I'm having serious problems with my 12-year-old daughter. Fortunately or unfortunately she is a very beautiful girl and has been acting out sexually. She is tall (5'11") with naturally blond hair, blue eyes, tanned skin and a developed figure. At 12 she looks like a teen super model. This has resulted in a lot of attention from men in their late teens/early 20s who think she is older. She enjoys the male attention a lot but is too young to date, establish healthy boundaries and understand when she is playing with fire. Earlier this year she had been allowed to attend movies with her friends at the mall but unfortunately her best friend (13) met someone online, and invited him to the movies (he was 17). My daughter allowed him to have "a bit of a pash" and things went too far and she was raped this past August. I discovered what happened by accident and we've since gone to the doctors, police, child protection services etc. I thought that was the end of it. Prior to this entire happening she had been having sexual conversations with boys on the Internet and on a back up family mobile phone. When my husband and I discovered this, the phone was deactivated and all of her computer privileges were taken away. (She had been previously warned not to go into chat rooms post photos of herself on the Internet etc.)

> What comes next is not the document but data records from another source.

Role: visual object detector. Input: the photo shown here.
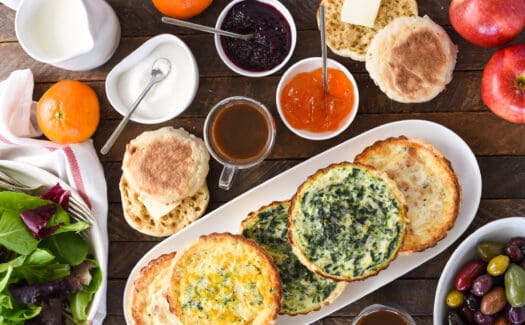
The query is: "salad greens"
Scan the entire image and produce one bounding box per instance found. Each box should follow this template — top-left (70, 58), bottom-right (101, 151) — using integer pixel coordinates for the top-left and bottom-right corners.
top-left (0, 186), bottom-right (102, 324)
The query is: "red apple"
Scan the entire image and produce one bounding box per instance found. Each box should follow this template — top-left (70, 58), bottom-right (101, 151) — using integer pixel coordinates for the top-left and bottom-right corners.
top-left (448, 0), bottom-right (525, 47)
top-left (481, 43), bottom-right (525, 123)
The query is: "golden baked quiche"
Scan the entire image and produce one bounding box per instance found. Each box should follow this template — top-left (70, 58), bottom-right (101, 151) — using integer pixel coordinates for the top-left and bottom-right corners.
top-left (241, 201), bottom-right (346, 315)
top-left (167, 233), bottom-right (282, 325)
top-left (288, 162), bottom-right (407, 281)
top-left (355, 136), bottom-right (461, 253)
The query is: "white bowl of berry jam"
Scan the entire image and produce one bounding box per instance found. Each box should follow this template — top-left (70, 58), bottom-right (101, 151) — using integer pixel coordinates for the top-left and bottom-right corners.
top-left (215, 0), bottom-right (297, 77)
top-left (434, 217), bottom-right (525, 324)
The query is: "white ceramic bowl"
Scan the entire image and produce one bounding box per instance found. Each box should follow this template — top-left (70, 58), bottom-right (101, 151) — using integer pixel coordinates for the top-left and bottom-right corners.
top-left (434, 217), bottom-right (525, 324)
top-left (106, 34), bottom-right (199, 124)
top-left (275, 57), bottom-right (359, 140)
top-left (215, 0), bottom-right (297, 77)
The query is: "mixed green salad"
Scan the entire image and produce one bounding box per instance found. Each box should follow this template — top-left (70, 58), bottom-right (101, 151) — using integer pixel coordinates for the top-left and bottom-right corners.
top-left (0, 184), bottom-right (102, 325)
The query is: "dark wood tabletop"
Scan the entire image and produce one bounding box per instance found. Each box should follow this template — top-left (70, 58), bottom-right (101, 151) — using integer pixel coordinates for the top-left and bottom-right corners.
top-left (0, 0), bottom-right (525, 325)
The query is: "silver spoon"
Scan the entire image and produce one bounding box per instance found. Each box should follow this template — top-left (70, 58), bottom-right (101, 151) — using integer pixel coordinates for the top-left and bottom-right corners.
top-left (161, 17), bottom-right (253, 41)
top-left (100, 58), bottom-right (171, 155)
top-left (319, 5), bottom-right (328, 97)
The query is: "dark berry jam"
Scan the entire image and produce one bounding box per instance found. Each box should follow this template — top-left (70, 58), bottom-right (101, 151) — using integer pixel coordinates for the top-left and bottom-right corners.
top-left (221, 0), bottom-right (291, 71)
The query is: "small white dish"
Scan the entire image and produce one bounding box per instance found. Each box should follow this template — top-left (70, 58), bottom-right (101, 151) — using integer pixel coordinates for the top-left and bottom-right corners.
top-left (214, 0), bottom-right (297, 77)
top-left (106, 34), bottom-right (199, 124)
top-left (275, 57), bottom-right (359, 140)
top-left (433, 217), bottom-right (525, 324)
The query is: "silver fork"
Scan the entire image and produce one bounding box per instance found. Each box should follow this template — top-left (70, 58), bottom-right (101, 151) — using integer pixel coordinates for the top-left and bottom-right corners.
top-left (0, 170), bottom-right (96, 225)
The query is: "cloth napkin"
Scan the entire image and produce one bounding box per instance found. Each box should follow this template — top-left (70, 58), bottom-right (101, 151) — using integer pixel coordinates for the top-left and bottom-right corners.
top-left (0, 69), bottom-right (108, 324)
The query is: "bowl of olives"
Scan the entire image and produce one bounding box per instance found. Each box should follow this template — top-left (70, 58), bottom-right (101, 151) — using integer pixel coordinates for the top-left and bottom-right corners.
top-left (434, 217), bottom-right (525, 325)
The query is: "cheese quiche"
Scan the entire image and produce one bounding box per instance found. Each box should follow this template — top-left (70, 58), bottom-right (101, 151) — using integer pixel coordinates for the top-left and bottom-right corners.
top-left (241, 201), bottom-right (346, 315)
top-left (126, 252), bottom-right (177, 325)
top-left (167, 233), bottom-right (282, 325)
top-left (288, 162), bottom-right (407, 281)
top-left (355, 136), bottom-right (461, 254)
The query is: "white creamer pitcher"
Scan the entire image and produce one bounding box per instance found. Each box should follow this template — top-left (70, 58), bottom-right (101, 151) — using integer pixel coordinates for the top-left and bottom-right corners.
top-left (0, 0), bottom-right (120, 71)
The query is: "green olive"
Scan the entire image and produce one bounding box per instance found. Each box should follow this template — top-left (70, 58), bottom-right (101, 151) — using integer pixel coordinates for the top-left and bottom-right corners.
top-left (487, 255), bottom-right (510, 276)
top-left (447, 289), bottom-right (465, 308)
top-left (476, 241), bottom-right (505, 262)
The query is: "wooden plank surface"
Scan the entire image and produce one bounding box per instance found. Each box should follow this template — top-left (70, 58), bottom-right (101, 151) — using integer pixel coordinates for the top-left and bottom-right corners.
top-left (0, 0), bottom-right (525, 325)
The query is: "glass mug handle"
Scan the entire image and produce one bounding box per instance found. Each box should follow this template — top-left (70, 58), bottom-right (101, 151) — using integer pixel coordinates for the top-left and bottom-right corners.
top-left (219, 165), bottom-right (237, 190)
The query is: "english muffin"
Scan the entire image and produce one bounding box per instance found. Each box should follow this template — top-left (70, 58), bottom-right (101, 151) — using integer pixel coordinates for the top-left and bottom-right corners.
top-left (122, 127), bottom-right (210, 204)
top-left (366, 16), bottom-right (458, 103)
top-left (317, 0), bottom-right (418, 61)
top-left (126, 252), bottom-right (178, 325)
top-left (119, 176), bottom-right (210, 237)
top-left (167, 233), bottom-right (282, 325)
top-left (241, 201), bottom-right (346, 315)
top-left (288, 162), bottom-right (407, 281)
top-left (355, 136), bottom-right (461, 253)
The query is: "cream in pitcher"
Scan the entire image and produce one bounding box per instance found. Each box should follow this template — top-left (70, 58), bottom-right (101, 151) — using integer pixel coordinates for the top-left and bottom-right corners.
top-left (0, 0), bottom-right (120, 70)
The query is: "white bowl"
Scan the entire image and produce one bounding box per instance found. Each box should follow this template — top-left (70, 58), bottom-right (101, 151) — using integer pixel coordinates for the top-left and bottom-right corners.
top-left (275, 57), bottom-right (359, 140)
top-left (433, 217), bottom-right (525, 324)
top-left (215, 0), bottom-right (297, 77)
top-left (106, 34), bottom-right (199, 124)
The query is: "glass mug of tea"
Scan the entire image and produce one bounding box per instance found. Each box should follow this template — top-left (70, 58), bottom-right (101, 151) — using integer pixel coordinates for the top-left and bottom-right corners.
top-left (352, 304), bottom-right (416, 325)
top-left (204, 96), bottom-right (276, 190)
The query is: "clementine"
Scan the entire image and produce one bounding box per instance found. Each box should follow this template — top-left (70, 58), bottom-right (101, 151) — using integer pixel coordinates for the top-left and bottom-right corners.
top-left (152, 0), bottom-right (213, 19)
top-left (37, 80), bottom-right (100, 144)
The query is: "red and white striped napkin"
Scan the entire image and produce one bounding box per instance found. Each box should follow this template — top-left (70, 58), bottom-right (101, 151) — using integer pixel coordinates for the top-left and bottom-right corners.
top-left (0, 69), bottom-right (108, 324)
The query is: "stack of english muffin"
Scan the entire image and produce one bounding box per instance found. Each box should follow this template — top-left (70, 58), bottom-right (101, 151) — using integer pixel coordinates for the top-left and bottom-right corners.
top-left (318, 0), bottom-right (457, 103)
top-left (120, 127), bottom-right (210, 237)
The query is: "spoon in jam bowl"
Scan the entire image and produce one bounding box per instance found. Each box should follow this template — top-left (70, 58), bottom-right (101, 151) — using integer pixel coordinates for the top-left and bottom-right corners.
top-left (100, 58), bottom-right (171, 155)
top-left (161, 17), bottom-right (253, 41)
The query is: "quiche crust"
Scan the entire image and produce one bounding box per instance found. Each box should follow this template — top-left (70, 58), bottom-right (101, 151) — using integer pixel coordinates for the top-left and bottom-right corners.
top-left (126, 252), bottom-right (177, 325)
top-left (240, 200), bottom-right (346, 316)
top-left (167, 233), bottom-right (282, 325)
top-left (288, 162), bottom-right (408, 281)
top-left (355, 136), bottom-right (461, 255)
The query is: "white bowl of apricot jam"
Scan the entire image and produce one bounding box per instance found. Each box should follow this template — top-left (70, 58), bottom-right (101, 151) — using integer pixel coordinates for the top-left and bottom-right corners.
top-left (275, 57), bottom-right (359, 140)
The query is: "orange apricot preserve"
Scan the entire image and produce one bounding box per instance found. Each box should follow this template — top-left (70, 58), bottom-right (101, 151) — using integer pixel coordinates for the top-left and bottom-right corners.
top-left (280, 68), bottom-right (355, 132)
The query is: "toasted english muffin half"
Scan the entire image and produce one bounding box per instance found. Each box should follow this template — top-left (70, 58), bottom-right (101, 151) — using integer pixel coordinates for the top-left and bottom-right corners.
top-left (317, 0), bottom-right (418, 61)
top-left (355, 136), bottom-right (461, 254)
top-left (241, 201), bottom-right (346, 315)
top-left (288, 162), bottom-right (408, 281)
top-left (366, 16), bottom-right (458, 103)
top-left (126, 252), bottom-right (178, 325)
top-left (122, 127), bottom-right (210, 204)
top-left (119, 176), bottom-right (210, 237)
top-left (167, 233), bottom-right (282, 325)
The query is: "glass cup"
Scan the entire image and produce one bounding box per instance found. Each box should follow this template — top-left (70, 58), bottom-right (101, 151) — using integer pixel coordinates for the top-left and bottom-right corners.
top-left (203, 96), bottom-right (276, 190)
top-left (352, 304), bottom-right (416, 325)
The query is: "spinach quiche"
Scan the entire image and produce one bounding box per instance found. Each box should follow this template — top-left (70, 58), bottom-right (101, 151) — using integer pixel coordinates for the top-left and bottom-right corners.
top-left (167, 233), bottom-right (282, 325)
top-left (241, 201), bottom-right (346, 315)
top-left (288, 162), bottom-right (407, 281)
top-left (355, 136), bottom-right (461, 254)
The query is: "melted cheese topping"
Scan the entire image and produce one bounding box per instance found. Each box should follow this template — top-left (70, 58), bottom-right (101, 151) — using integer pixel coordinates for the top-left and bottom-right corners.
top-left (170, 234), bottom-right (280, 325)
top-left (242, 202), bottom-right (346, 315)
top-left (138, 195), bottom-right (182, 220)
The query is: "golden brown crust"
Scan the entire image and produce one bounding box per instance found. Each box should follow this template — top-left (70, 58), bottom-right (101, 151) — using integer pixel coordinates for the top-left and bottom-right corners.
top-left (127, 252), bottom-right (176, 325)
top-left (288, 161), bottom-right (409, 281)
top-left (355, 136), bottom-right (461, 255)
top-left (166, 233), bottom-right (282, 325)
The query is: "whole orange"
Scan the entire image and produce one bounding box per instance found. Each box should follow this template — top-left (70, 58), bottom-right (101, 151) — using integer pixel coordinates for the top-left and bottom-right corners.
top-left (152, 0), bottom-right (213, 19)
top-left (36, 80), bottom-right (100, 144)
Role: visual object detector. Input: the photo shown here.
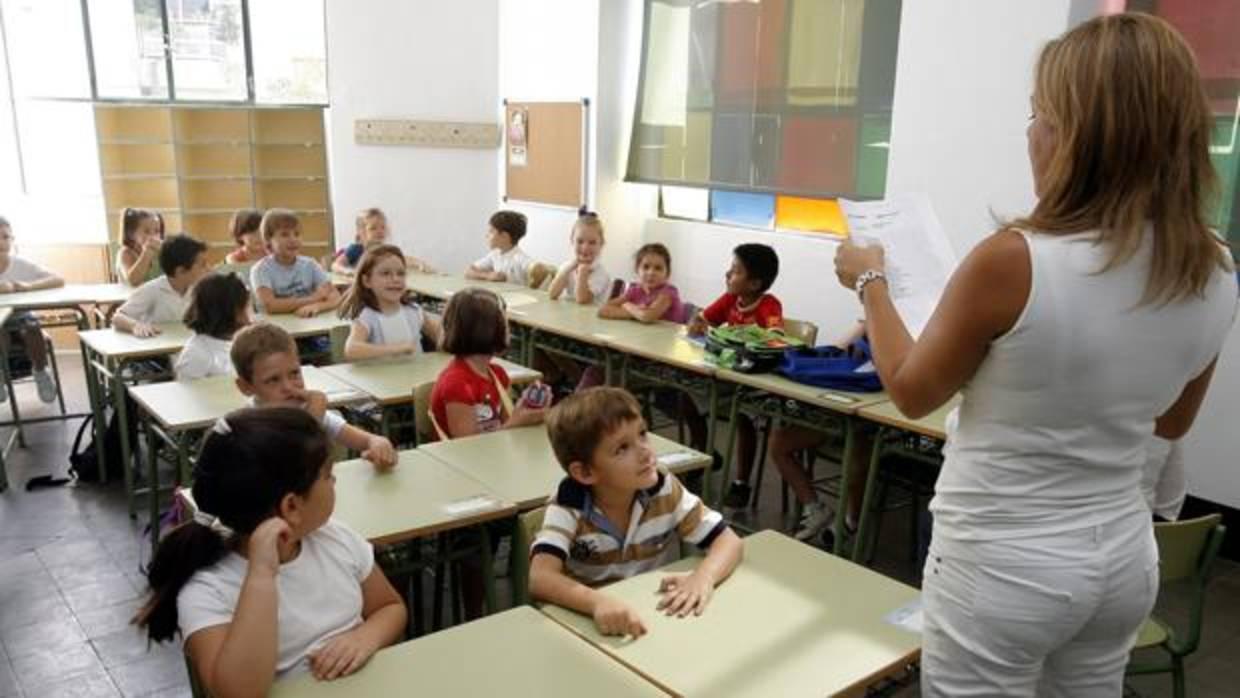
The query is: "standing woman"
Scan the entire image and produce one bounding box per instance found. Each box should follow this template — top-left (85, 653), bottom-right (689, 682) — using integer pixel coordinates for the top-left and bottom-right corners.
top-left (836, 14), bottom-right (1236, 698)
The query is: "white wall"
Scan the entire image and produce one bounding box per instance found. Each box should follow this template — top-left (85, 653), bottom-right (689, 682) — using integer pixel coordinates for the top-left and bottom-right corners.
top-left (327, 0), bottom-right (500, 270)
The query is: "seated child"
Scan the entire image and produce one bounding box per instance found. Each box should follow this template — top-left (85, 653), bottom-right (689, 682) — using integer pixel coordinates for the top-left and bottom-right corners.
top-left (529, 387), bottom-right (742, 637)
top-left (112, 234), bottom-right (207, 337)
top-left (117, 208), bottom-right (164, 288)
top-left (0, 216), bottom-right (64, 403)
top-left (465, 211), bottom-right (533, 286)
top-left (172, 274), bottom-right (249, 381)
top-left (331, 208), bottom-right (434, 275)
top-left (249, 208), bottom-right (340, 317)
top-left (134, 408), bottom-right (407, 696)
top-left (224, 208), bottom-right (267, 264)
top-left (340, 244), bottom-right (443, 361)
top-left (599, 242), bottom-right (688, 322)
top-left (430, 289), bottom-right (546, 439)
top-left (547, 206), bottom-right (611, 305)
top-left (684, 243), bottom-right (784, 508)
top-left (229, 322), bottom-right (397, 470)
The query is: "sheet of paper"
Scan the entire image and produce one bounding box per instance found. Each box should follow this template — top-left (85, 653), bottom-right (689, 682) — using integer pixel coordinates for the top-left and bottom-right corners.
top-left (839, 193), bottom-right (956, 338)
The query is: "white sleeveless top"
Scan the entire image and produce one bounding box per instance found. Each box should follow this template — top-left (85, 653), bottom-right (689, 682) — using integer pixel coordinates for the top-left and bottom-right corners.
top-left (930, 231), bottom-right (1236, 542)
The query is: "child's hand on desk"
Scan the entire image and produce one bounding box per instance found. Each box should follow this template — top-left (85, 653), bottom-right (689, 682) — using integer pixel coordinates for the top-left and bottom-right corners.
top-left (134, 322), bottom-right (159, 338)
top-left (594, 594), bottom-right (646, 637)
top-left (309, 630), bottom-right (378, 681)
top-left (657, 573), bottom-right (714, 617)
top-left (362, 436), bottom-right (396, 470)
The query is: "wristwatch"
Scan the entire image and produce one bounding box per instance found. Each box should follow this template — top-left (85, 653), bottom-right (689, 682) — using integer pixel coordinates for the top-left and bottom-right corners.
top-left (853, 269), bottom-right (887, 300)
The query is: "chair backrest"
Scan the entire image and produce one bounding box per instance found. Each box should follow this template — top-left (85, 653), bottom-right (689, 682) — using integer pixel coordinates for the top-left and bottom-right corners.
top-left (1154, 513), bottom-right (1226, 656)
top-left (528, 262), bottom-right (556, 289)
top-left (784, 317), bottom-right (818, 347)
top-left (413, 383), bottom-right (435, 444)
top-left (1154, 513), bottom-right (1224, 581)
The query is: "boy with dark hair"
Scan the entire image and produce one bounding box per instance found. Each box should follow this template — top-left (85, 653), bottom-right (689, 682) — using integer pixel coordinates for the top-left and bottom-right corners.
top-left (465, 211), bottom-right (533, 285)
top-left (529, 387), bottom-right (743, 637)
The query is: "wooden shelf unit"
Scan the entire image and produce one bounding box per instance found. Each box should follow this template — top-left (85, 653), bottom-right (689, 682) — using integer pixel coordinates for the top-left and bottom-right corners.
top-left (94, 104), bottom-right (332, 263)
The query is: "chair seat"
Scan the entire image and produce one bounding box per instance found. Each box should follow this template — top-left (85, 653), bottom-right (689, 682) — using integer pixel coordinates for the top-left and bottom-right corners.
top-left (1132, 616), bottom-right (1167, 650)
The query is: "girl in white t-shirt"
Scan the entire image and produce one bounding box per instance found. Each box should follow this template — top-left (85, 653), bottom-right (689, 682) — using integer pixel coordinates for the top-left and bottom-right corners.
top-left (174, 274), bottom-right (249, 381)
top-left (136, 407), bottom-right (407, 696)
top-left (340, 244), bottom-right (443, 361)
top-left (0, 216), bottom-right (64, 403)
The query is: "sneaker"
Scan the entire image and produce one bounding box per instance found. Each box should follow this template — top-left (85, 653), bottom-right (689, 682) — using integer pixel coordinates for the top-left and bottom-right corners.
top-left (723, 480), bottom-right (749, 510)
top-left (792, 502), bottom-right (835, 542)
top-left (35, 368), bottom-right (56, 404)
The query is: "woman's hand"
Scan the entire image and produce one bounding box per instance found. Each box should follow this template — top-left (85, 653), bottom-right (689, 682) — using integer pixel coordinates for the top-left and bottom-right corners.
top-left (836, 242), bottom-right (885, 290)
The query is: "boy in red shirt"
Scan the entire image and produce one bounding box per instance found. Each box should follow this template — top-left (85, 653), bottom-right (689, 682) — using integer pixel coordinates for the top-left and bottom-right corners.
top-left (686, 243), bottom-right (784, 508)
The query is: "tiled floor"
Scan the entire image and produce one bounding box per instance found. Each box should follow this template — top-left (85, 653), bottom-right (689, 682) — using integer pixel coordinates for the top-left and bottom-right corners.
top-left (0, 356), bottom-right (1240, 698)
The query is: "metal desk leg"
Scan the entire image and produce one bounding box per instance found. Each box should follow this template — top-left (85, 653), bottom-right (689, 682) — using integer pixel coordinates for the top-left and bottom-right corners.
top-left (848, 424), bottom-right (892, 562)
top-left (479, 523), bottom-right (500, 614)
top-left (78, 342), bottom-right (108, 485)
top-left (832, 426), bottom-right (856, 558)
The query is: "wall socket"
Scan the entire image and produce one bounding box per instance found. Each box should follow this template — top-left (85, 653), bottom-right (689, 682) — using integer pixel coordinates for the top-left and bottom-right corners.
top-left (353, 119), bottom-right (500, 148)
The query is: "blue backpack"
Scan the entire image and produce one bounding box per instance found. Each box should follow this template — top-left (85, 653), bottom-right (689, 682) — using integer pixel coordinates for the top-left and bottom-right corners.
top-left (776, 337), bottom-right (883, 393)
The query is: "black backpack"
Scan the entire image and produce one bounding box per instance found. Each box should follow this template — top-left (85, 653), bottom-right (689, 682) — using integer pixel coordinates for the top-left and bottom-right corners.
top-left (69, 397), bottom-right (138, 482)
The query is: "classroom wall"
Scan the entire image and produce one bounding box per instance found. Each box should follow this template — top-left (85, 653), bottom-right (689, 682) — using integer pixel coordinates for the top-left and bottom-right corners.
top-left (326, 0), bottom-right (500, 270)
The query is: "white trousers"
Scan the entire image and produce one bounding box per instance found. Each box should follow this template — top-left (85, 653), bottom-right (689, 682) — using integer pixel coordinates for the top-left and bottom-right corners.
top-left (921, 512), bottom-right (1158, 698)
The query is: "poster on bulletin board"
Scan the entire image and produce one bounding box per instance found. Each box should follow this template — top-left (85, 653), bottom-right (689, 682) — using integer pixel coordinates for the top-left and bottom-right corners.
top-left (503, 99), bottom-right (589, 210)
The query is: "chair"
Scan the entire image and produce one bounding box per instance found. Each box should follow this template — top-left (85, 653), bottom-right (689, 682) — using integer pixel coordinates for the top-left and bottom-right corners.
top-left (528, 262), bottom-right (556, 289)
top-left (1127, 513), bottom-right (1226, 698)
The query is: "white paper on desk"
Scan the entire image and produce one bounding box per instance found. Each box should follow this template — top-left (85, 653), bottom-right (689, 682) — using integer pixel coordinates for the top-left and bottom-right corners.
top-left (839, 193), bottom-right (956, 338)
top-left (883, 596), bottom-right (924, 635)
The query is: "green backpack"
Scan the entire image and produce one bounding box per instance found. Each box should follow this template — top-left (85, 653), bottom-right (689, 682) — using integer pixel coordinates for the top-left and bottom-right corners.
top-left (706, 325), bottom-right (805, 373)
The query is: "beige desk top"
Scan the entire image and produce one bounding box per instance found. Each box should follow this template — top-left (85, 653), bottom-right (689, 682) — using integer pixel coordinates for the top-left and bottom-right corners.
top-left (78, 314), bottom-right (348, 360)
top-left (543, 531), bottom-right (921, 698)
top-left (332, 449), bottom-right (517, 544)
top-left (857, 395), bottom-right (960, 441)
top-left (715, 369), bottom-right (888, 414)
top-left (272, 606), bottom-right (666, 698)
top-left (129, 366), bottom-right (366, 431)
top-left (0, 284), bottom-right (134, 310)
top-left (418, 425), bottom-right (711, 510)
top-left (324, 352), bottom-right (542, 405)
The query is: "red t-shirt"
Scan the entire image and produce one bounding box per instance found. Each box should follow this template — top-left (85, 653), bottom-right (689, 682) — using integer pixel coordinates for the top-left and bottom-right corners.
top-left (430, 357), bottom-right (511, 436)
top-left (702, 294), bottom-right (784, 329)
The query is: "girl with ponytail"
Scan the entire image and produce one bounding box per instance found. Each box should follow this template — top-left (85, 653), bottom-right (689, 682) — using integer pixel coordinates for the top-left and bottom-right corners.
top-left (134, 408), bottom-right (405, 696)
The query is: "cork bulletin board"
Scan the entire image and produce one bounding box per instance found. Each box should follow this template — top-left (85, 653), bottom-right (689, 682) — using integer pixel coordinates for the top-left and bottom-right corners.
top-left (503, 99), bottom-right (589, 208)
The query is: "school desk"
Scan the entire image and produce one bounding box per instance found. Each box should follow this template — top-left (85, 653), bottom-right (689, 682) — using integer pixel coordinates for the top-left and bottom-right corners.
top-left (542, 531), bottom-right (921, 698)
top-left (125, 366), bottom-right (366, 546)
top-left (324, 352), bottom-right (542, 439)
top-left (419, 424), bottom-right (711, 599)
top-left (270, 606), bottom-right (666, 698)
top-left (78, 312), bottom-right (348, 505)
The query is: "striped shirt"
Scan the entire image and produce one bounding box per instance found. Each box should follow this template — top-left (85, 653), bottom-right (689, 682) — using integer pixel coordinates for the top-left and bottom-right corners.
top-left (531, 472), bottom-right (728, 585)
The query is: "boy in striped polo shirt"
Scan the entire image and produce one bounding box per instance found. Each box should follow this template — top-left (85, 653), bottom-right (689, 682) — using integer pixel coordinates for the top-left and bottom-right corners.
top-left (529, 387), bottom-right (742, 637)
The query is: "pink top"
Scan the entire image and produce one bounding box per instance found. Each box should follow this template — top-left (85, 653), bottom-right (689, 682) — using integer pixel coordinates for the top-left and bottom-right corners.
top-left (624, 284), bottom-right (688, 324)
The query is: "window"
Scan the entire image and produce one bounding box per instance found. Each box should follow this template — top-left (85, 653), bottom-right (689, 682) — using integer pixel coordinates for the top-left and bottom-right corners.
top-left (626, 0), bottom-right (900, 234)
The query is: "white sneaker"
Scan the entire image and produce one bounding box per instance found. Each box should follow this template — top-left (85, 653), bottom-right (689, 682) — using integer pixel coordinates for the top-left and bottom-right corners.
top-left (35, 368), bottom-right (56, 404)
top-left (792, 502), bottom-right (835, 541)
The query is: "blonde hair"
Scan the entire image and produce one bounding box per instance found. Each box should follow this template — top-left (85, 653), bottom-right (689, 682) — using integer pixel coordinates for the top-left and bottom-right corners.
top-left (1011, 12), bottom-right (1231, 304)
top-left (259, 208), bottom-right (301, 244)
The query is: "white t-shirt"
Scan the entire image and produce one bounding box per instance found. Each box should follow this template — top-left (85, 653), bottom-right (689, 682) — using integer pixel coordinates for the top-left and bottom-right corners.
top-left (474, 245), bottom-right (534, 286)
top-left (0, 257), bottom-right (55, 283)
top-left (172, 332), bottom-right (236, 381)
top-left (176, 519), bottom-right (374, 677)
top-left (557, 259), bottom-right (611, 305)
top-left (118, 276), bottom-right (190, 325)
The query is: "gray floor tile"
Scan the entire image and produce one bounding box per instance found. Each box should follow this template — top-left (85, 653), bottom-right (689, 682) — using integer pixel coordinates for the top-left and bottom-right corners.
top-left (26, 669), bottom-right (120, 698)
top-left (11, 645), bottom-right (103, 696)
top-left (108, 655), bottom-right (190, 698)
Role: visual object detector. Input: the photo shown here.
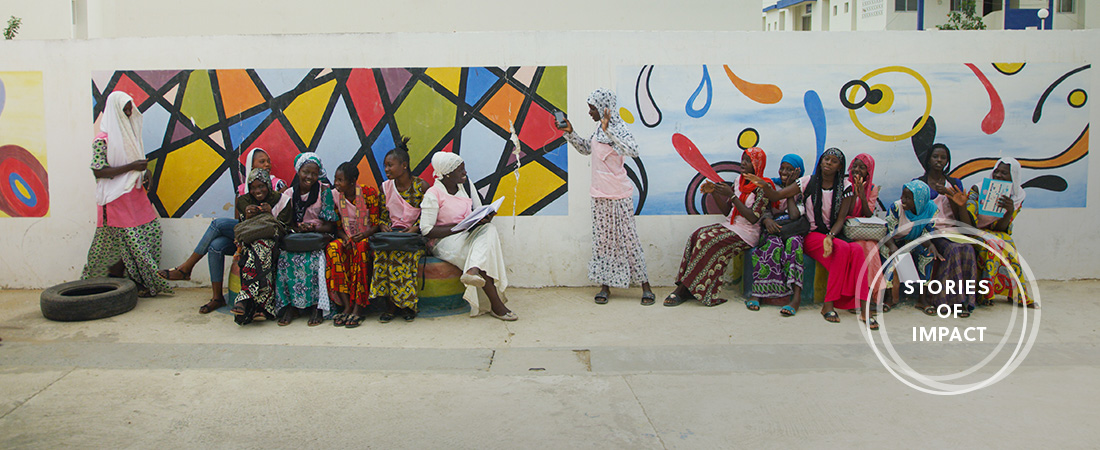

When we discovered what had happened to her we found that she was of course very distressed about the rape, happy that we now knew and eager to seek medical screening. We never blamed her for what happened and have given her as much support as we can. We have been trying to teach her how to avoid getting herself into potentially dangerous situations. We have been trying to give her back her computer privileges on the proviso that she doesn't visit inappropriate sites, have illicit conversations, visit chat rooms etc.
But, last night I discovered that even after being raped she has been having extremely illicit sexual conversations over the computer with a local boy. I confronted her about it asked her WHY she was doing this, explained that she was leading him on, reminded her that she'd been raped and how could she possibly keep doing this sort of thing. I reminded her of the life consequences of unprotected / teen sex. She swore that she has never allowed the boy to touch her - and I believe her but she keeps playing with fire, I can't trust her and don't know what to do to protect her from herself. Any suggestions you have would be very welcome - I love my daughter very much, she is a bright beautiful girl with SO much potential and I just want to see her grow up safe and happy.
PS. We have a stable home life happily married for the last 19 years, upper middle class, both parents professionals and work, children in Christian schools. They have never suffered any form of neglect or abuse.